The total cost is calculated by the amount of marble you require (measures in square feet) and the intricacy of necessary cutouts.
Does Home Depot Sell Tools For Cutting Countertops?
For granite countertops, the top-selling products from Home Depot are the Makita X-LOCK Continuous Diamond Blade for Ceramic and Granite Cutting, costing $27.97.
It is compatible with angle grinders with a 7-8 inch arbor. You can also apply the Diablo Diamond Continuous Rim Cut-Off Discs to a 5-8 inch arbor for masonry in various inch sizes.
Some of Home Depot’s best-selling circular saws include the Dewalt 20-volt Circular Saw ($99) and the Makita 18-volt Circular Saw Kit ($349).
Employees at Home Depot can advise you on the best tools needed to cut the type of countertop you have.
Can You Rent Countertop Cutting Tools At Home Depot?
If you’re looking to cut durable materials such as marble, butcher block, or granite, you may wish to rent the Electric Circular Saw for $16 for four hours, $23 per day, $92 per week, and $276 for four weeks.
To look for available tools, enter your zip code into the search bar to see which devices are available for hire near you.
What Countertops Does Home Depot Sell?
Countertops from Home Depot are available in a range of colors and materials, including butcher block material and wood such as maple, birch, and walnut.
Along with that, Home Depot also offers countertops in materials such as quartz, quartzite, and granite, as well as laminate and marble.
All countertops from Home Depot vary in price depending on the style, color, and size required for your kitchen.
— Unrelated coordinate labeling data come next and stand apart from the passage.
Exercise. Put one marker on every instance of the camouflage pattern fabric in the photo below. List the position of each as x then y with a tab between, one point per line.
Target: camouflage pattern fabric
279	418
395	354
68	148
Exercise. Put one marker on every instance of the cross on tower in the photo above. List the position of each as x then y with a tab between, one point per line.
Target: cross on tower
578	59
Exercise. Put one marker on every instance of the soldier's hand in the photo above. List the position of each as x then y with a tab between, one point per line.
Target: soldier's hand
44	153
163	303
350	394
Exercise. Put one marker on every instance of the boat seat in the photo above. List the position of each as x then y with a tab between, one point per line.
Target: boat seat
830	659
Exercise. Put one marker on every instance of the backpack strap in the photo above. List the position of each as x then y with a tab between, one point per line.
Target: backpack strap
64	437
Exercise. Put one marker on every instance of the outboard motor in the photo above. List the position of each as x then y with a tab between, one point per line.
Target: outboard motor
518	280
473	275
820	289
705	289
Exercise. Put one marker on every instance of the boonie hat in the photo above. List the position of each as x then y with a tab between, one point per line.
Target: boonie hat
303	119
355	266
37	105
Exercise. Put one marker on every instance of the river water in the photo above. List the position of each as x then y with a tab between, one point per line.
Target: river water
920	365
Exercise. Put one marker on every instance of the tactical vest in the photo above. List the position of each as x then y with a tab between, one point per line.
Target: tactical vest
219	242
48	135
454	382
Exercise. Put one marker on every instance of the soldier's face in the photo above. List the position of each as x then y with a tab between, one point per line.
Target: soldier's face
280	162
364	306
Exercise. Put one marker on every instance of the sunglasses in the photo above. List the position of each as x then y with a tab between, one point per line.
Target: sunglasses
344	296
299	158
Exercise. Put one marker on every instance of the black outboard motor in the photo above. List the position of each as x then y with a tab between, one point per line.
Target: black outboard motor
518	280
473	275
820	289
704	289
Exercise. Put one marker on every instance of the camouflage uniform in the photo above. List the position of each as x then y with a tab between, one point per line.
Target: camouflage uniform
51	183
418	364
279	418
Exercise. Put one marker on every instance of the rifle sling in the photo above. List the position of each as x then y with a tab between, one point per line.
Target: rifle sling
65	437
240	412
Note that Home Depot can also install countertops, charging around $27-$24 per square foot to install a countertop for you (on average).
In total, it can be around $1,000 for a laminate countertop to be installed by Home Depot, but this can vary depending on the countertop material.
How Much Do Home Depot Countertops Cost?
Prices for Home Depot countertops vary from around $35 to $1,500, depending on the material and amount required.
Theaverage prices for Home Depot countertop materials are as follows:
- Quartz: $50 to $90 per square foot, on average $68 per square foot
- Granite: $40 to $100 per square foot, on average $58 per square foot
- Solid Surface: $37 to $67 per square foot, on average $52 per square foot
- Laminate: $27 to $34 per square foot, on average $29 per square foot
There are also additional prices for finishes such as countertop edges (which are around $20), and corners (which are on average $60).
Other than that, Home Depot also sells a range of products to maintain and care for your countertops, such as oils and countertop cleaners.
If you want to know more about Home Depot’s services, you might also be interested in reading up on whether or not Home Depot cuts tile, if Home Depot installs dishwashers, and if Home Depot cuts metal sheets, pipes, and rods.
Conclusion: Does Home Depot Cut Countertops?
Home Depot will only cut laminate, granite, and marble countertops if purchased through the store’s installation service.
Home Depot does not install butcher block countertops, and therefore, it is not cut there. IKEA can cut and install butcher block countertops.
Alternatively, you can buy or rent tools such as a circular saw to cut your own countertop.